Este procedimento de convocar os candidatos remanescentes para a etapa seguinte tem respaldo legal principalmente no princípio da vinculação ao instrumento convocatório. Isso significa que “todos os atos que regem o concurso público ligam-se e devem obediência ao edital que não só é o instrumento que convoca candidatos interessados em participar do certame como também contém os ditames que o regerão”. Por isso, se a banca estabelece que 40 candidatos sejam convocados para próxima etapa, ela deve cumprir o que esta no edital. Havendo a convocação de apenas 35, conforme no exemplo citado, haverá a lesão ao princípio referido, bem como há ferimento a legalidade, sendo passível, portanto, de controle do Poder Judiciário.

 

A Banca Examinadora deve cumprir o Edital estritamente. Se a mesma esta convocando para a próxima etapa o quantitativo de candidatos inferior ao estabelecido no edital, ela esta descumprindo o edital, por isso deve realizar uma nova convocação dos remanescentes até atingir o número do edital.
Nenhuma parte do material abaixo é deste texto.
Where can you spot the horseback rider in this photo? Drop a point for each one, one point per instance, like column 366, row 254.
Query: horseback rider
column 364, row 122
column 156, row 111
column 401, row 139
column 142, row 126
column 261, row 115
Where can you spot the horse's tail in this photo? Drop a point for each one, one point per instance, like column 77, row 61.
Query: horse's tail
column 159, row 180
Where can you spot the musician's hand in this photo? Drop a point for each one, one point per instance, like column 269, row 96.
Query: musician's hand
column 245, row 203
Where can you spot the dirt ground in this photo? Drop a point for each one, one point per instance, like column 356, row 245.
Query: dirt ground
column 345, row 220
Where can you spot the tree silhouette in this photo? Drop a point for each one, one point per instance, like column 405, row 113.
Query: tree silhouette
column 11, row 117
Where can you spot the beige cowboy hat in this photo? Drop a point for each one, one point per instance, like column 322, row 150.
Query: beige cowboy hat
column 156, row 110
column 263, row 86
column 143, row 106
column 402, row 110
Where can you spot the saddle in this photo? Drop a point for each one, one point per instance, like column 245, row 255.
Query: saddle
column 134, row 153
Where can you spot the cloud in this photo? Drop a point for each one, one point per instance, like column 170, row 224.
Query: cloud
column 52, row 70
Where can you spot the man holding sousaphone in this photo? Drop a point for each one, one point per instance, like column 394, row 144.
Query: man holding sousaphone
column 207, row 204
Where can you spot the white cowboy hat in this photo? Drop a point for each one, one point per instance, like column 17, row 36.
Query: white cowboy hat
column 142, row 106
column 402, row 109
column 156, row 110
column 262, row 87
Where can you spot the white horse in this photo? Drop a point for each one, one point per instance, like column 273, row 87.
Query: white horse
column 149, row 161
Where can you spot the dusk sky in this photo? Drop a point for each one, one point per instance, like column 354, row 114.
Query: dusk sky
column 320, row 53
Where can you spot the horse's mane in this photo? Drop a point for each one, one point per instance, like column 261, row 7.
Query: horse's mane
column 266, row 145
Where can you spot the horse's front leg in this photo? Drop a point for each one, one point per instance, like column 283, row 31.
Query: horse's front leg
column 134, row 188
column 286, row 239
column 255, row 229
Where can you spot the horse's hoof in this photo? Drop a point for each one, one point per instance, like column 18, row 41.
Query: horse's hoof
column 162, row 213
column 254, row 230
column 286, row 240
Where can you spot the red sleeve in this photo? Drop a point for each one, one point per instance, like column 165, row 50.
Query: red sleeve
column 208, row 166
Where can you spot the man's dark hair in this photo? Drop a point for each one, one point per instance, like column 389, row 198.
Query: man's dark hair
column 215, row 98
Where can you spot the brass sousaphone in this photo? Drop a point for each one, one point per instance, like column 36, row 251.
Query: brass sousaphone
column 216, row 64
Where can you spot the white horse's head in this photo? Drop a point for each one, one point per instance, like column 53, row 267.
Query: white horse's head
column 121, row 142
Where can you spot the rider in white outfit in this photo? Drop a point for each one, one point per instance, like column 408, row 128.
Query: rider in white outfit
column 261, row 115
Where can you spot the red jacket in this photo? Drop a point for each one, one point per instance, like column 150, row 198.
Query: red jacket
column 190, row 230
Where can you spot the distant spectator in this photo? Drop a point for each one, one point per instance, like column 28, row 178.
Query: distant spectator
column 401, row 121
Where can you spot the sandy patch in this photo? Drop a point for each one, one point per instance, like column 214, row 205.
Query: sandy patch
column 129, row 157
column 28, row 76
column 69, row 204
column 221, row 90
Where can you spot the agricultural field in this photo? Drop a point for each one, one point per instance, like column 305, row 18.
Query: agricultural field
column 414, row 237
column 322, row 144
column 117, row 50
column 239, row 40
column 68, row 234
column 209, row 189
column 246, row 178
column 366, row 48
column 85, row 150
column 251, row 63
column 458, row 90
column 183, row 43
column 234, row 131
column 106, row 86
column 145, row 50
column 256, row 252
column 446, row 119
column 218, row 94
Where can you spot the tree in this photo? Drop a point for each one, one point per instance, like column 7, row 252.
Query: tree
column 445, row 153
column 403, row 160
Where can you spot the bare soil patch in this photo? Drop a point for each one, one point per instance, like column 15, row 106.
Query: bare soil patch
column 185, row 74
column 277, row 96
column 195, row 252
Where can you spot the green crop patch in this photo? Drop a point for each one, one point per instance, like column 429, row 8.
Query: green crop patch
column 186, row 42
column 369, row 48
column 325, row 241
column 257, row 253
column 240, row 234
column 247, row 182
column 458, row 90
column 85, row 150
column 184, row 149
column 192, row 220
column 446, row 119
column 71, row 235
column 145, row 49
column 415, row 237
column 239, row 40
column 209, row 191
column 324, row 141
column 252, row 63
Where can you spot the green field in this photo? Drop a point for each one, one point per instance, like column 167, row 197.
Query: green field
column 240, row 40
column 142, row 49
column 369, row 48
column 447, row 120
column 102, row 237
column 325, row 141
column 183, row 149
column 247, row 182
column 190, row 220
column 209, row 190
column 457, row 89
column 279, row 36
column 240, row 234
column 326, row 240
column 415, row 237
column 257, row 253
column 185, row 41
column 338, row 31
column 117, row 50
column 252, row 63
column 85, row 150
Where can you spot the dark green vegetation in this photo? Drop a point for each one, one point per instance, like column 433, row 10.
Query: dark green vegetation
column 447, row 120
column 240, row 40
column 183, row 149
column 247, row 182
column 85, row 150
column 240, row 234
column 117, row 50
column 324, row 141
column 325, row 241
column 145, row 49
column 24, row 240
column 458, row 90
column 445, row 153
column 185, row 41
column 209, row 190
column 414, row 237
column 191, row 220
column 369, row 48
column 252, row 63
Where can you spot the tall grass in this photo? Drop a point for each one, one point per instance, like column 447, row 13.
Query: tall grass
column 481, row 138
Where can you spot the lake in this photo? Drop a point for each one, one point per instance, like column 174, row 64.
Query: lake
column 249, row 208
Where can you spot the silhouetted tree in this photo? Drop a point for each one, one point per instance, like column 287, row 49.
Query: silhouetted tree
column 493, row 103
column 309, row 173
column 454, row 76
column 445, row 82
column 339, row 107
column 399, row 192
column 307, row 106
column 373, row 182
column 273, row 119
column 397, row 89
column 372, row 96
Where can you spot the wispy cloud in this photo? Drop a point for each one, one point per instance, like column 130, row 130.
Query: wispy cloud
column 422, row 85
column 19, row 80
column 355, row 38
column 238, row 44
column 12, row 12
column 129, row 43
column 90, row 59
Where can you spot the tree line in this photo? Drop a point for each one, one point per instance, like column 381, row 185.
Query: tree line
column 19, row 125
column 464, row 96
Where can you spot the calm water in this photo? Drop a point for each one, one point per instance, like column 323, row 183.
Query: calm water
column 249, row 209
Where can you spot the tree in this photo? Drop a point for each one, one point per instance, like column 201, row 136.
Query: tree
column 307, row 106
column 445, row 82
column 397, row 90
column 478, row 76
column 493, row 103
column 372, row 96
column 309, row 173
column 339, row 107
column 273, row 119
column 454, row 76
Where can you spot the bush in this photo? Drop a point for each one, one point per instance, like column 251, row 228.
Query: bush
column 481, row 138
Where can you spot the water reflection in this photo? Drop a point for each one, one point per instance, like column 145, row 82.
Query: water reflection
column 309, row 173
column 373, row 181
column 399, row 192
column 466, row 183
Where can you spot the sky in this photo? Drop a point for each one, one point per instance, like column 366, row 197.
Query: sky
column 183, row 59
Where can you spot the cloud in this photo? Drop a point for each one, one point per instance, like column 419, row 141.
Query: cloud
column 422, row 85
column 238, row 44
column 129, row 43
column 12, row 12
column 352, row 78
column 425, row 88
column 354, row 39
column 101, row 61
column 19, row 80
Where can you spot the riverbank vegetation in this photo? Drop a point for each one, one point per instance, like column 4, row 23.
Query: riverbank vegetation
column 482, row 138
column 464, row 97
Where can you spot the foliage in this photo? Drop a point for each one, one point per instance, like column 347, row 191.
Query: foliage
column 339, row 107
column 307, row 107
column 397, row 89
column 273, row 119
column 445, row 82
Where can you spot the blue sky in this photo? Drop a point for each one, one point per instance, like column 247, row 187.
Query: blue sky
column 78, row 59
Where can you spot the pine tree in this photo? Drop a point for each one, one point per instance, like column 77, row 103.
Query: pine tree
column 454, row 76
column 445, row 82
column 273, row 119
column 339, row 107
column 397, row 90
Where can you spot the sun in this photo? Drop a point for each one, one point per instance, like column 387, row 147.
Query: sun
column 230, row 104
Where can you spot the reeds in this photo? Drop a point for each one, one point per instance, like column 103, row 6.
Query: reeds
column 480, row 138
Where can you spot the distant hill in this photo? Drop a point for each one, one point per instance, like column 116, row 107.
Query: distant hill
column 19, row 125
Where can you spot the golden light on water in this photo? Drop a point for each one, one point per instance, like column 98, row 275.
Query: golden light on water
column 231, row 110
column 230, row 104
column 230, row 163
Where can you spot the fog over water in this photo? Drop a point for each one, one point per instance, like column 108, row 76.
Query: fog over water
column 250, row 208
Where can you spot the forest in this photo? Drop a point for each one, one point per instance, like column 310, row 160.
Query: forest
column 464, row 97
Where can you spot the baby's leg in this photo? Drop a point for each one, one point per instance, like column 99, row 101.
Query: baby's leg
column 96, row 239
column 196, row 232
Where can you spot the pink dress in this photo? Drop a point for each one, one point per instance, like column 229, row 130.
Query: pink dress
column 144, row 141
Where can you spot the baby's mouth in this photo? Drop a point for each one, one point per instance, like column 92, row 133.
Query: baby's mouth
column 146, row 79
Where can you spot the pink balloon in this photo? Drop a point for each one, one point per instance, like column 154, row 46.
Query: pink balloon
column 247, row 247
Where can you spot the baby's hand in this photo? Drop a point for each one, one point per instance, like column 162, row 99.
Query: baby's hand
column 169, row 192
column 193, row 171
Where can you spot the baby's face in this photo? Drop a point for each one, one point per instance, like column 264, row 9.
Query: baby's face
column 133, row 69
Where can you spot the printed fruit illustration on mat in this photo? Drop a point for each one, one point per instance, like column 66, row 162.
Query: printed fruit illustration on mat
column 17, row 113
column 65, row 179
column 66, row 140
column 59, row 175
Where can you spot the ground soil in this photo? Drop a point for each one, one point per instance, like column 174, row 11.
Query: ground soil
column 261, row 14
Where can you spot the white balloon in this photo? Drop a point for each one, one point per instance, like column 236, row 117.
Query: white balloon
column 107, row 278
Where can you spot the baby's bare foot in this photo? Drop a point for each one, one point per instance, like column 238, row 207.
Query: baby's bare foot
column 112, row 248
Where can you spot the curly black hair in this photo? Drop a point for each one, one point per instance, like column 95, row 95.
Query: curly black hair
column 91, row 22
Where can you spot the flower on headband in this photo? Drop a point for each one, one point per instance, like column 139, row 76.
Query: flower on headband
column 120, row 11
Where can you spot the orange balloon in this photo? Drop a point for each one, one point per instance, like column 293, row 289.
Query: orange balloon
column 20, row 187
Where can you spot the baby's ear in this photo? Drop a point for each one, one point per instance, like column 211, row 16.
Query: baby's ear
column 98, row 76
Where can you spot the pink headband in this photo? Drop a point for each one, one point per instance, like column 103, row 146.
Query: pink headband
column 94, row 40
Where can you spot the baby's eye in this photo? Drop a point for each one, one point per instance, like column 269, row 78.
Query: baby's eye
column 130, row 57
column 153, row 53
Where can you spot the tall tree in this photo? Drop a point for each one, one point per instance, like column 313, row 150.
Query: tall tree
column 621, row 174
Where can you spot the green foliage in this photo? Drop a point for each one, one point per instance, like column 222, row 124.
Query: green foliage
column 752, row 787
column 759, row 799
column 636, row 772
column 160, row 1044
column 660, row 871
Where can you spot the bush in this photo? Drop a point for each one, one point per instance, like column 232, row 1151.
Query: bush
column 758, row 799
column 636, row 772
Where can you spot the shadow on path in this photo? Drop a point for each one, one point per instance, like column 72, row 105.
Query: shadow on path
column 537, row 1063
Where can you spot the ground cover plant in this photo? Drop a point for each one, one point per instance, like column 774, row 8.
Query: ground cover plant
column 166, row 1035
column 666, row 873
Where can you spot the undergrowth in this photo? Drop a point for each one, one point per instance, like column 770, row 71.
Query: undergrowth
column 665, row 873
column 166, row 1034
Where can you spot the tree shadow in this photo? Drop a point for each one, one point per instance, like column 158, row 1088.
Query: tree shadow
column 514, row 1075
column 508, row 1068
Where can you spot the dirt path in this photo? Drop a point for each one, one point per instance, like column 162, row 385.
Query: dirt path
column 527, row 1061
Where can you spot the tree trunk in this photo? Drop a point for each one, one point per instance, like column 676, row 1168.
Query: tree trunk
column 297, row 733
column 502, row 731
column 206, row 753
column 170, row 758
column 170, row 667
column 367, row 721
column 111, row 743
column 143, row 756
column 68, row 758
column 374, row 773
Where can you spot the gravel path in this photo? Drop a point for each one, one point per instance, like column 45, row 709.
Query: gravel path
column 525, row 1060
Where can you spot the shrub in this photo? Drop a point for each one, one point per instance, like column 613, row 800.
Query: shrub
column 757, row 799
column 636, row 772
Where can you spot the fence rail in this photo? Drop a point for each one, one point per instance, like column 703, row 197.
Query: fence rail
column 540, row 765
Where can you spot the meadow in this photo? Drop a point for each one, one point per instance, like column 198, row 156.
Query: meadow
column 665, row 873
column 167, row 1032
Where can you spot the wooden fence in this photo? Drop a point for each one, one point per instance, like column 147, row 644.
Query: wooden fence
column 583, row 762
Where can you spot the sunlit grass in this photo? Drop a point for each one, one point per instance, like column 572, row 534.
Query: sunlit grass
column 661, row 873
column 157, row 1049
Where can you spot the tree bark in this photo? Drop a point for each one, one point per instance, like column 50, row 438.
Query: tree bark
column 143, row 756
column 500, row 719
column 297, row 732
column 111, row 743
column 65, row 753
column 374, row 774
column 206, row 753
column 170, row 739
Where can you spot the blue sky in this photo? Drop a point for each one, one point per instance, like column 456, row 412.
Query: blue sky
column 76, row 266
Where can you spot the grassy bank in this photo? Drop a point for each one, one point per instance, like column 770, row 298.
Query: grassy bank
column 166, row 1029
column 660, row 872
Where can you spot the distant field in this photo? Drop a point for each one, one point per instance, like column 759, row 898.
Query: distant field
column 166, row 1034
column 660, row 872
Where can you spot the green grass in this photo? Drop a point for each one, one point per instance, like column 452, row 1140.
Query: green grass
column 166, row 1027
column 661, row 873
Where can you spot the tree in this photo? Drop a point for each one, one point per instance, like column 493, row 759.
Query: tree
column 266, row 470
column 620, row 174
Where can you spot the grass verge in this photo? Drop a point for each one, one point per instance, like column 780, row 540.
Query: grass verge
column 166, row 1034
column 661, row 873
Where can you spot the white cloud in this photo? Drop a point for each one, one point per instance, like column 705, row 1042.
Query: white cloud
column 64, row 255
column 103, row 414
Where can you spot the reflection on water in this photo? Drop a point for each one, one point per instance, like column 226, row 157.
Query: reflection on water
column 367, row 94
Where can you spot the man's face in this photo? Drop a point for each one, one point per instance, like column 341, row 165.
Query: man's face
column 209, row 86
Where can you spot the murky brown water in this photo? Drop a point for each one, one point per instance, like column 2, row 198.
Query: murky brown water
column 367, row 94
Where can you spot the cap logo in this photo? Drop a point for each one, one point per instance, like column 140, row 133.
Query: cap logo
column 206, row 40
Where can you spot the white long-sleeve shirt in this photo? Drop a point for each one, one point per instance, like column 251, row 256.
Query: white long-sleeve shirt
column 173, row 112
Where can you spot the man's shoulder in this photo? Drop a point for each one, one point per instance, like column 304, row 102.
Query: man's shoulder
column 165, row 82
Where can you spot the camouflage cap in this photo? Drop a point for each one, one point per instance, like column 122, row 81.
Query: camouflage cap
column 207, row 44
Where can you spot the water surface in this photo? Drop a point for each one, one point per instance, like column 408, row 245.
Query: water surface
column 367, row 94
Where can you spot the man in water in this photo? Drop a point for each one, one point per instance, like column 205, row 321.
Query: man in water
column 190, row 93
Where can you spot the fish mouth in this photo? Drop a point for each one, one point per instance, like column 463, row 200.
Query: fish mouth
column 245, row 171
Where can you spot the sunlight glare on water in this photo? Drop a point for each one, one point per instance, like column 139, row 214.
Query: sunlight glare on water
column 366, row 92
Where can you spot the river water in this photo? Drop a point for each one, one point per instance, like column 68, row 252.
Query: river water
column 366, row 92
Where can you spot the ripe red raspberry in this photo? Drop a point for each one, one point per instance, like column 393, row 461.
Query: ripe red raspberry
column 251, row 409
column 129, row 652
Caso contrário, é nítida e clara a ilegalidade.

 

Enfim, a tese acima é nova. Não há precedentes nos Tribunais. Porém, esta compatível com a lógica jurídica, bem como com há razoabilidade e fundamentação sustentável por doutrinadores no Direito Administrativo.

 

O raciocínio dos remanescentes já é aplicado na segunda etapa do concurso, nas situações que envolvem as convocações para nomeação e posse. Se um candidato é nomeado e desiste, o subsequente tem direito líquido e certo de ser nomeado e empossado. Isto já vem sendo aplicado pelos Tribunais de forma reiterada. O que venho sustentar aqui neste artigo é que a mesma situação jurídica deve ser aplicada também na primeira etapa dos concursos que envolve as provas. Caso candidatos desistam ou sejam reprovados e, havendo  vagas remanescentes, os próximos candidatos respeitado a ordem de classificação, possuem direito de seguir normalmente nas próximas etapas do certame. Este é o nosso entendimento e posicionamento com amparo na lei e nos princípios.

 

Dr. Agnaldo Bastos, advogado especialista em direito público, atuante em causas envolvendo concursos públicos, agentes públicos e licitações.